Однажды вечером (примерно через неделю по получении батюшкиного письма, о котором я уже и думать забыл) сидел я в гостиной у Клемишевых. Мы были здесь с Лизой вдвоем. Она наигрывала что-то на рояле, а я расположился на атласном пуфике перед камином, вытянув ноги, смотрел на огонь и не думал, кажется, ни о чем. Как раз в этот день по делам службы пришлось мне выехать в уезд за пятнадцать верст от Казани. Проделавши по морозу дорогу в оба конца, я устал, замерз и теперь с удовольствием наслаждался музыкой, теплом и видом огня, который всегда производил на меня какое-то гипнотическое действие, то есть я мог смотреть на него, не отрываясь, часами. Так я сидел, испытывая глубочайшее наслаждение, почти равное счастью, когда Лиза запела.

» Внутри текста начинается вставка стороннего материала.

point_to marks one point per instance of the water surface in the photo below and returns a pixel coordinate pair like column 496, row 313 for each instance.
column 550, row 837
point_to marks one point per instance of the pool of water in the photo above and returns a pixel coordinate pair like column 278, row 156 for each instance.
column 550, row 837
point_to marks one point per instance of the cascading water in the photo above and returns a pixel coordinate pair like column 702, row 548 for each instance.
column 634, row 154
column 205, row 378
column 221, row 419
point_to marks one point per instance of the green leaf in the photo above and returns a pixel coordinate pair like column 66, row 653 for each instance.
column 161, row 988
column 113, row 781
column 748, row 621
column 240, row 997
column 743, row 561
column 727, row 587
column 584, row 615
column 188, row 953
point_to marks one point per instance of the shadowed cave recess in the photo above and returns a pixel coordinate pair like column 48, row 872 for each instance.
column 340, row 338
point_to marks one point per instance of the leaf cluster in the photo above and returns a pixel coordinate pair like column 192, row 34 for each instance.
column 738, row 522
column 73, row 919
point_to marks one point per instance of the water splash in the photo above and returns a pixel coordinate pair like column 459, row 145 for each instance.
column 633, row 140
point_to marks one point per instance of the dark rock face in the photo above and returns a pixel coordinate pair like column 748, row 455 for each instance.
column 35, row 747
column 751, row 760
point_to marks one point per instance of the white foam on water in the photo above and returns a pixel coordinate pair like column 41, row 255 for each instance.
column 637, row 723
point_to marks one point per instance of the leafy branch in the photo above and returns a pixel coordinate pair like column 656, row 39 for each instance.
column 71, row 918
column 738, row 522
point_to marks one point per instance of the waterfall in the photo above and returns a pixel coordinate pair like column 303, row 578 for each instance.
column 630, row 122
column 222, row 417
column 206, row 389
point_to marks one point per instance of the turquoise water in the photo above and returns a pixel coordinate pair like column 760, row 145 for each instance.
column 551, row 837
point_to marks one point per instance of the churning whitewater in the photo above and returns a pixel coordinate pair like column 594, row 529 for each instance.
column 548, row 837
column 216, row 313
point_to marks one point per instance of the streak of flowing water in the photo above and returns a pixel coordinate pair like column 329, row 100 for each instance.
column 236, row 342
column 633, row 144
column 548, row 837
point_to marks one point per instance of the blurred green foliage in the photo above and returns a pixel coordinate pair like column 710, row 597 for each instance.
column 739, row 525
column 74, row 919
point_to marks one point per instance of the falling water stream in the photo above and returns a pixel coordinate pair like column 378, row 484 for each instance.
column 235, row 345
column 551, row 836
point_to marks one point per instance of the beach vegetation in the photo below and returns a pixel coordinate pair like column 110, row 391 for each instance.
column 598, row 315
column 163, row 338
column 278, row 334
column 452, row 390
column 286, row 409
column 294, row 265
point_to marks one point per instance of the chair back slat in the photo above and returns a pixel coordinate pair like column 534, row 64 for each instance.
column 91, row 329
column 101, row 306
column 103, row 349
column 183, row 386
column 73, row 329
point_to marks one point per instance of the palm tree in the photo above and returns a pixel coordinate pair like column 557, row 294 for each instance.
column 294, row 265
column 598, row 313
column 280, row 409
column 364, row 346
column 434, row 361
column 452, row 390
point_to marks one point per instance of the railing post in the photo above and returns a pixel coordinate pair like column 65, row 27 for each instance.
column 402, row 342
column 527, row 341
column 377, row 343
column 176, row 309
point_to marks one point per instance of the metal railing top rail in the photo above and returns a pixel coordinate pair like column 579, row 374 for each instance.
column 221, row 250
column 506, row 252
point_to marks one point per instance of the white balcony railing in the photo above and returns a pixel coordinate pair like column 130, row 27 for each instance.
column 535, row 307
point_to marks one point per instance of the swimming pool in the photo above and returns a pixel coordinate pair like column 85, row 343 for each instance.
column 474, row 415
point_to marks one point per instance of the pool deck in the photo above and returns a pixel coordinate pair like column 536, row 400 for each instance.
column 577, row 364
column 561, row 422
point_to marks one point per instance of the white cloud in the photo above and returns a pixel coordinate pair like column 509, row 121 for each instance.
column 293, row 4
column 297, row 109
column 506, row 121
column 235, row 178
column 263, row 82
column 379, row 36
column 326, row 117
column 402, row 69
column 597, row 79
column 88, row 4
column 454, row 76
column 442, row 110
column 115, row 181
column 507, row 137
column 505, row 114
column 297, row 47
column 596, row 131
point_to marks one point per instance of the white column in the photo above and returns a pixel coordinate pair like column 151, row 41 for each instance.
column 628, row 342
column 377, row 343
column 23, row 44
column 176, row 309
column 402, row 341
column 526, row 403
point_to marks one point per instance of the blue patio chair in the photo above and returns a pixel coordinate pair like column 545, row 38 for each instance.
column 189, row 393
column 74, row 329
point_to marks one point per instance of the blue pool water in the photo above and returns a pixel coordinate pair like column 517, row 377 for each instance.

Она пела романс, сочиненный каким-то знакомым на слова Байрона – «So, We’ll Go No More A-Roving…». По правде говоря, я этот романс давно уже не любил, а если сказать точнее, то и вовсе ненавидел. Но когда-то он мне нравился, и я имел неосторожность сказать об этом. С тех пор меня угощали этим романсом всякий раз, когда я бывал в этом доме. Разумеется, исполнялись и другие мелкие вещи, тоже давно мне знакомые, но в конце или в середине игры делалась многозначительная пауза, бросался многозначительный и обещающий нечто необыкновенное (только для вас!) взгляд, тонкие белые пальцы медленно упадали на клавиши, и божественные звуки вызывали зуд в моем позвоночном столбе. Да, мне давно уж наскучил этот романс, он раздражал меня теперь настолько, что вызывал почти физическую боль, но я не находил в себе мужества попросить Лизу больше не делать мне этого подарка, я глупо улыбался и кивал головой, как бы в знак благодарности и одобрения, что она угадала заветнейшее мое желание, а сам уже заранее изнывал от тоски. И в этот раз я опять улыбнулся и кивнул головой, а потом сжал руками виски и наклонил голову, как бы приготовясь в который раз испытать наслаждение, а на самом деле только для того, чтобы скрыть истинные чувства, чтобы гримаса отвращения, которая, возможно, появится на моем лице, не была бы замечена. И опять, как прошлый раз, как позапрошлый раз, как уже много раз до сих пор, я пытался отвлечься, но не мог и думал: «Это еще только первый куплет, и прежде, чем перейти ко второму, она повторит две последние строчки первого, а потом еще сделает несколько переходных аккордов и обязательно переберет своими прелестными пальчиками все клавиши до единой, вздохнет, сделает паузу и уж только после этого приступит ко второму куплету».